The analysis often utilizes the following variable, represented by:
$$ \text{The Eqation is} = \frac{\text{Multi word variable}}{\text{multi word variable}} $$

That's about it for my R Markdown file. And the error is here:

rmarkdown::render("mark_output.Rmd")

processing file: mark_output.Rmd |.........
| 14% ordinary text without R code

|................... | 29% label: setup (with options) List of 1 $ include: logi FALSE

|............................ | 43% ordinary text without R code

|..................................... | 57% label: cars |..............................................
| 71% ordinary text without R code

|........................................................ | 86% label: pressure (with options) List of 3 $ fig.height: num 7 $ fig.width : language 12 + (4/9) $ echo : logi FALSE

|.................................................................| 100% ordinary text without R code

output file: mark_output.knit.md

"C:/Users/stackinator/AppData/Local/Pandoc/pandoc" +RTS -K512m -RTS mark_output.utf8.md --to html --from markdown+autolink_bare_uris+ascii_identifiers+tex_math_single_backslash+smart --output mark_output.html --email-obfuscation none --self-contained --standalone --section-divs --template "C:\Users\stackinator\Documents\Rlibs\rmarkdown\rmd\h\default.html" --no-highlight --variable highlightjs=1 --variable "theme:bootstrap" --include-in-header "C:\Users\stackinator\AppData\Local\Temp\RtmpGi2lRl\rmarkdown-str460774e669e.html" --mathjax --variable "mathjax-url:https://mathjax.rstudio.com/latest/MathJax.js?config=TeX-AMS-MML_HTMLorMML"

Output created: mark_output.html Error: cannot allocate vector of size 15.4 Gb

1
Can you show the minimum Rmd-code, which shows the error?Christoph
Unless you provide a reproducible example, there isn't much anything can do.nicola
minimum Rmd-code now included, along with the error message.stackinator
If you run gc() before doing the above does it solve it?G. Grothendieck
I noticed I can run any moderate analysis that gets my rsession up to ~200 MB. Then I run rmarkdown::render("my_document.Rmd") maybe 15-20 times, consecutively, and the system will freeze.
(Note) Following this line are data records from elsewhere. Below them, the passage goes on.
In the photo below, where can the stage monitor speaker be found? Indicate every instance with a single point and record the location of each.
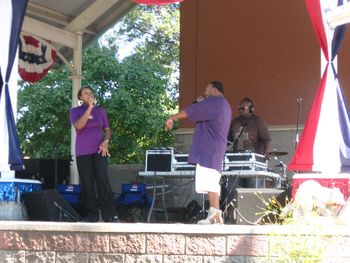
(49, 205)
(249, 204)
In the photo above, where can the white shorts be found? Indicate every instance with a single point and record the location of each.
(207, 180)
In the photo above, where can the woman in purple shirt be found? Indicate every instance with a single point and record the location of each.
(91, 148)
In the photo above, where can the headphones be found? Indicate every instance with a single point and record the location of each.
(251, 106)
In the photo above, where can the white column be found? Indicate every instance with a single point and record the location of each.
(76, 84)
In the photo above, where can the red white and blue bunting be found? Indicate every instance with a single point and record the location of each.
(156, 2)
(11, 20)
(35, 58)
(325, 142)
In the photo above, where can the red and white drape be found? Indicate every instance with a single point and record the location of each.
(325, 142)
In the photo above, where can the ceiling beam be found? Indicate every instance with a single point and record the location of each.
(47, 32)
(90, 14)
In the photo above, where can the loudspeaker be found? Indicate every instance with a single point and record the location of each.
(49, 205)
(249, 204)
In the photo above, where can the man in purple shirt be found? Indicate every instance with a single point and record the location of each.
(212, 115)
(91, 148)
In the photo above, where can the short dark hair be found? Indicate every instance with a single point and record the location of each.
(218, 85)
(80, 90)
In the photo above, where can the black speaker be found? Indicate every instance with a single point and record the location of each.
(49, 205)
(249, 204)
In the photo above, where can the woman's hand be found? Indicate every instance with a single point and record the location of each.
(104, 148)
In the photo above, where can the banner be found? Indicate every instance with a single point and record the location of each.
(156, 2)
(35, 58)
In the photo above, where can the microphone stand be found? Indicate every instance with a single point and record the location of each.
(299, 100)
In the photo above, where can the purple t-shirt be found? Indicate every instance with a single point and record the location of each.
(90, 137)
(212, 117)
And I've also tried gc(); rmarkdown::render("my_document.Rmd") and unfortunately that doesn't help.stackinator

1 Answers

1
votes

Head on over and check out this stack overflow answer

In a nutshell the post explains that in a loop situation,

Adding knitr::knit_meta(class=NULL, clean = TRUE) before rmarkdown::render(input=file, etc) seems to do the trick.